CMS is finalizing two changes to provide Part D sponsors with more flexibility to make midyear substitutions of biosimilars for their reference products on their formularies: 

  •  All biosimilars may be substituted as formulary maintenance changes: Part D sponsors may treat formulary substitutions of all biosimilars for their reference products as “maintenance changes” that would not require explicit prior approval by CMS.  This option has previously been available only for interchangeable biological products. Part D sponsors previously had to obtain explicit approval prior to substituting biosimilars other than interchangeable biological products, and these substitutions applied only to enrollees who began therapy after the effective date of the change — delaying enrollees’ access to cheaper options. Treating all biosimilar substitutions as maintenance changes means that midyear formulary substitutions of biosimilars for their reference products would apply to all enrollees (including those already taking the reference product prior to the effective date of the change) following a 30-day advance notice to affected enrollees. 

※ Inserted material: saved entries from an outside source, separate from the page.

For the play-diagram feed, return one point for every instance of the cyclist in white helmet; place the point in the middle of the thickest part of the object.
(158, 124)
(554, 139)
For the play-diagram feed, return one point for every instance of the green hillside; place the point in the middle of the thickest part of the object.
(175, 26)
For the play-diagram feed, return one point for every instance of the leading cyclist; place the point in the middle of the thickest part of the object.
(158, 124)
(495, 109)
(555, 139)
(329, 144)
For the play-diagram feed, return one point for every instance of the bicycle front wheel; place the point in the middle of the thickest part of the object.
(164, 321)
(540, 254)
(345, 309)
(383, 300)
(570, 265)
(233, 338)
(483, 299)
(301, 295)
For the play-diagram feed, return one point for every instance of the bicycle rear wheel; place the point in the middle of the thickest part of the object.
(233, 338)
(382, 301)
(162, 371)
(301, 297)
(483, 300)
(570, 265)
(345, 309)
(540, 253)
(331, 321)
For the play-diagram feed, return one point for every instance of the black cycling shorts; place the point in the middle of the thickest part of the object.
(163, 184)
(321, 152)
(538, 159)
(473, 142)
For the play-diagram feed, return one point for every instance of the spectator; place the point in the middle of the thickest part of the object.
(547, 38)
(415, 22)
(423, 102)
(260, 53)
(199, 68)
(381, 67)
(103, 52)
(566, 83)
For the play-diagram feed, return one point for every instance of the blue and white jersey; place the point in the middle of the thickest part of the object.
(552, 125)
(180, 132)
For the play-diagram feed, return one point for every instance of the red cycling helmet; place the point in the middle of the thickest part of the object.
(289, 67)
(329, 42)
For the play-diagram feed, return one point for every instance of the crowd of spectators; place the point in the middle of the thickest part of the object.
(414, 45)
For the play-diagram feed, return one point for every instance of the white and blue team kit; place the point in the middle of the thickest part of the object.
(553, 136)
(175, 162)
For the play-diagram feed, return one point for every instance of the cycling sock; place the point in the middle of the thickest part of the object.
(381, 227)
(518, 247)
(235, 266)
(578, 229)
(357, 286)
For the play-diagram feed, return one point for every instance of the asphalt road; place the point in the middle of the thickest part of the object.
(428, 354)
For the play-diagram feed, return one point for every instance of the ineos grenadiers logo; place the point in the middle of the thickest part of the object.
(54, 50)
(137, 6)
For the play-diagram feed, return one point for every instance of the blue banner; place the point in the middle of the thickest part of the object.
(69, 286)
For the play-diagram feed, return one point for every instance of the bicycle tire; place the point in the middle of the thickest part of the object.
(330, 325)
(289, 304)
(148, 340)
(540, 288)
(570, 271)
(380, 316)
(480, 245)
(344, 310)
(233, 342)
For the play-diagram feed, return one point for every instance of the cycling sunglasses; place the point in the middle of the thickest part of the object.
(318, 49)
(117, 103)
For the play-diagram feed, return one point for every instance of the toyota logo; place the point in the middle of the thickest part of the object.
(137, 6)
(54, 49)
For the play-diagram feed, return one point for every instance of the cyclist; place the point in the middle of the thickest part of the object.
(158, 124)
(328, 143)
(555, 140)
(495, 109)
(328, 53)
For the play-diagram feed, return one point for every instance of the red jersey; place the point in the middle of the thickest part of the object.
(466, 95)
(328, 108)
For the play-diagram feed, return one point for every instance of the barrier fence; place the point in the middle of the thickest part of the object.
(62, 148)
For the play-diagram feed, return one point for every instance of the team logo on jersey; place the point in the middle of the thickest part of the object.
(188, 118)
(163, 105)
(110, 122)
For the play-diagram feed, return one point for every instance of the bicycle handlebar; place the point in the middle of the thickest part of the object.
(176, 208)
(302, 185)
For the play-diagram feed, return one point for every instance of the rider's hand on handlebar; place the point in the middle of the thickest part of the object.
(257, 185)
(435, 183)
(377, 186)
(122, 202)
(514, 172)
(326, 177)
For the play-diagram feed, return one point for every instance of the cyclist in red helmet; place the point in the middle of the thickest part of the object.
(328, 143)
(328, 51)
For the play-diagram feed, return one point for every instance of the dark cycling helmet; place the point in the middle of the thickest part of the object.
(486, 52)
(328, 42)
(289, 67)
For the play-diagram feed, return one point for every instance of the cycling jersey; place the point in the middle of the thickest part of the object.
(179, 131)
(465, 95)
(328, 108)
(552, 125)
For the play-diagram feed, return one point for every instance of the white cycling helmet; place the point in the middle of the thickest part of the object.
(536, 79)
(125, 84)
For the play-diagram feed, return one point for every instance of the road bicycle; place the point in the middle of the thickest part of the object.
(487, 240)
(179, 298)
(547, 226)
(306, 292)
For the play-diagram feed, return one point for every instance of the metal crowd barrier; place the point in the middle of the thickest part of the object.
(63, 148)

  • New interchangeable biological products may be immediately substituted: We are finalizing additional flexibility for interchangeable biological products not on the market at the time that Part D sponsors submit their initial formulary for CMS approval. Part D sponsors meeting certain requirements have the additional option to immediately substitute a new interchangeable biological product for a reference product and provide notice of the change to affected enrollees after making such change. 

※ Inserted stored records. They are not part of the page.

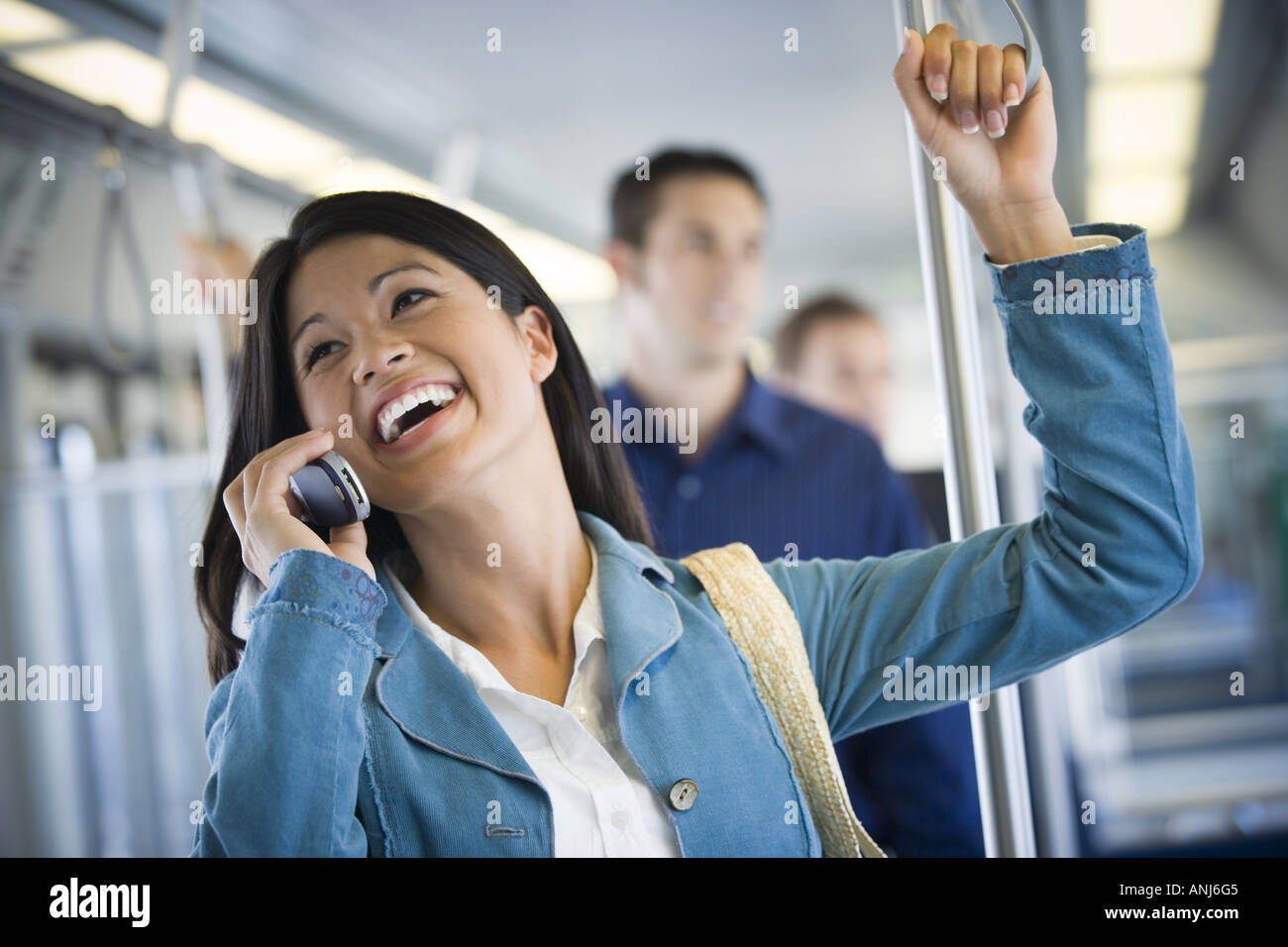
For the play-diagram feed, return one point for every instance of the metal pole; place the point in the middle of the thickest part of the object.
(945, 268)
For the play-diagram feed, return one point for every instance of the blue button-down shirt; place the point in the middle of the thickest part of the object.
(791, 480)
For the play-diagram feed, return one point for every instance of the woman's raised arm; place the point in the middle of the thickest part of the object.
(1119, 539)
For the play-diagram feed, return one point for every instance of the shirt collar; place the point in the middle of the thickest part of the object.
(588, 626)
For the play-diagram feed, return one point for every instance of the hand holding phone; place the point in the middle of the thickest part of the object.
(261, 497)
(330, 492)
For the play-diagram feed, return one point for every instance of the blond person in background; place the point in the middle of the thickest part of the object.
(833, 354)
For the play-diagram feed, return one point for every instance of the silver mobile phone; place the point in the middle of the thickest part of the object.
(330, 492)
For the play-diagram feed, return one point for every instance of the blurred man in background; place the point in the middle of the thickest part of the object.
(833, 354)
(769, 471)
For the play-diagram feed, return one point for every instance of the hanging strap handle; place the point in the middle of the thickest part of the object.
(1031, 51)
(763, 625)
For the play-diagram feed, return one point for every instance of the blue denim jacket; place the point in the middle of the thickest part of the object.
(346, 732)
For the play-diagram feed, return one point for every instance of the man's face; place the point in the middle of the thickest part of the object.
(694, 286)
(845, 368)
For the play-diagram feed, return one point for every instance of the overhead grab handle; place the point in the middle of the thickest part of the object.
(1031, 51)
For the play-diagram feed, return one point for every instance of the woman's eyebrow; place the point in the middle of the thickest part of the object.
(375, 282)
(309, 321)
(372, 287)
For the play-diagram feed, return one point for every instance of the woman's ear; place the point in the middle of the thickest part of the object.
(537, 337)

These changes provide Part D sponsors with mechanisms to give enrollees access to equally effective — but potentially more affordable — options sooner than under the current policy. Consistent with the work of the President’s Competition Council, these regulations continue the Biden-Harris Administration's commitment to promoting enhanced access to affordable biosimilar and generic products.

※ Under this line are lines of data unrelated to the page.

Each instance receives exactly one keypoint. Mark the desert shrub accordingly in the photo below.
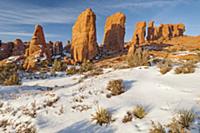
(102, 116)
(128, 117)
(175, 127)
(165, 66)
(57, 65)
(86, 66)
(188, 67)
(139, 57)
(116, 87)
(9, 74)
(139, 112)
(71, 71)
(12, 80)
(186, 117)
(157, 128)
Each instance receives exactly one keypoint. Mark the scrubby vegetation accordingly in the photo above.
(139, 112)
(157, 128)
(188, 67)
(128, 117)
(102, 116)
(9, 74)
(116, 87)
(139, 57)
(165, 66)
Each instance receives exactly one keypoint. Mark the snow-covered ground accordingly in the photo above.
(65, 105)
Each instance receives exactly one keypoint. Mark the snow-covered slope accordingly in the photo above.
(67, 104)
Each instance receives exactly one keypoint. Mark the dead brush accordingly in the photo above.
(116, 87)
(165, 66)
(102, 116)
(128, 117)
(138, 57)
(139, 112)
(175, 127)
(157, 128)
(188, 67)
(186, 117)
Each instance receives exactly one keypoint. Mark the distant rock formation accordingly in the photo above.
(114, 33)
(18, 48)
(164, 31)
(37, 50)
(84, 42)
(6, 50)
(140, 33)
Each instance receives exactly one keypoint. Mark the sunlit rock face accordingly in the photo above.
(84, 43)
(114, 32)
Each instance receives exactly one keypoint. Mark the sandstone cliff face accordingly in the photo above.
(37, 49)
(164, 31)
(18, 48)
(114, 33)
(140, 33)
(6, 50)
(84, 42)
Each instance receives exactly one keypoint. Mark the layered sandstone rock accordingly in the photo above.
(151, 31)
(114, 33)
(6, 50)
(37, 50)
(140, 33)
(164, 31)
(84, 42)
(57, 48)
(18, 48)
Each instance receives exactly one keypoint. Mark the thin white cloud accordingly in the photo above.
(25, 34)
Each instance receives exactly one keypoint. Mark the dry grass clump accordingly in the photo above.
(157, 128)
(186, 117)
(188, 67)
(139, 57)
(71, 71)
(102, 116)
(9, 75)
(139, 112)
(128, 117)
(182, 123)
(116, 87)
(86, 66)
(165, 66)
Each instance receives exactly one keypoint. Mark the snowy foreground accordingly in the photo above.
(66, 105)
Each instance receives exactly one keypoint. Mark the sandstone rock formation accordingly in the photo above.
(6, 50)
(84, 42)
(151, 31)
(57, 48)
(140, 33)
(18, 48)
(114, 33)
(37, 50)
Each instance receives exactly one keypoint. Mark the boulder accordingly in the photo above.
(140, 33)
(84, 42)
(114, 33)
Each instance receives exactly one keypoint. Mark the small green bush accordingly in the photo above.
(139, 112)
(116, 87)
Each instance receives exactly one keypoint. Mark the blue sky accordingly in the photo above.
(18, 17)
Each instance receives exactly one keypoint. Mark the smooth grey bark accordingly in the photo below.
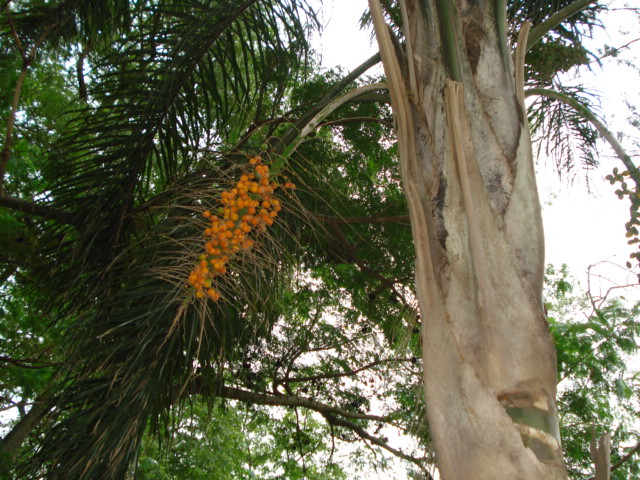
(466, 163)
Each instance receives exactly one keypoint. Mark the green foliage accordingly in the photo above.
(595, 343)
(134, 116)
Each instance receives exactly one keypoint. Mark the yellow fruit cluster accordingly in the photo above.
(247, 207)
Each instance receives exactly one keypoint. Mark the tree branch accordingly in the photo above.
(344, 374)
(361, 220)
(26, 61)
(552, 22)
(292, 401)
(623, 460)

Medicare Part D Medication Therapy Management (MTM) Program

CMS is finalizing improved targeting criteria for the Medicare Part D MTM program that will help ensure more consistent, equitable, and expanded access to MTM services. Specifically, we are finalizing changes to the MTM eligibility criteria to: (1) add HIV/AIDS to the list of core chronic diseases, requiring plan sponsors to include all ten core chronic diseases identified by CMS in their targeting criteria; (2) require plan sponsors to include all Part D maintenance drugs and expressly state that Part D sponsors retain the flexibility to include all Part D drugs in their targeting criteria; and (3) revise the methodology for calculating the MTM cost threshold to be commensurate with the average annual cost of eight generic drugs (set at $1,623 for CY 2025). CMS is not finalizing the proposal to reduce the maximum number of drugs a plan sponsor may require for targeting enrollees taking multiple Part D drugs and is retaining the maximum number of drugs as eight drugs.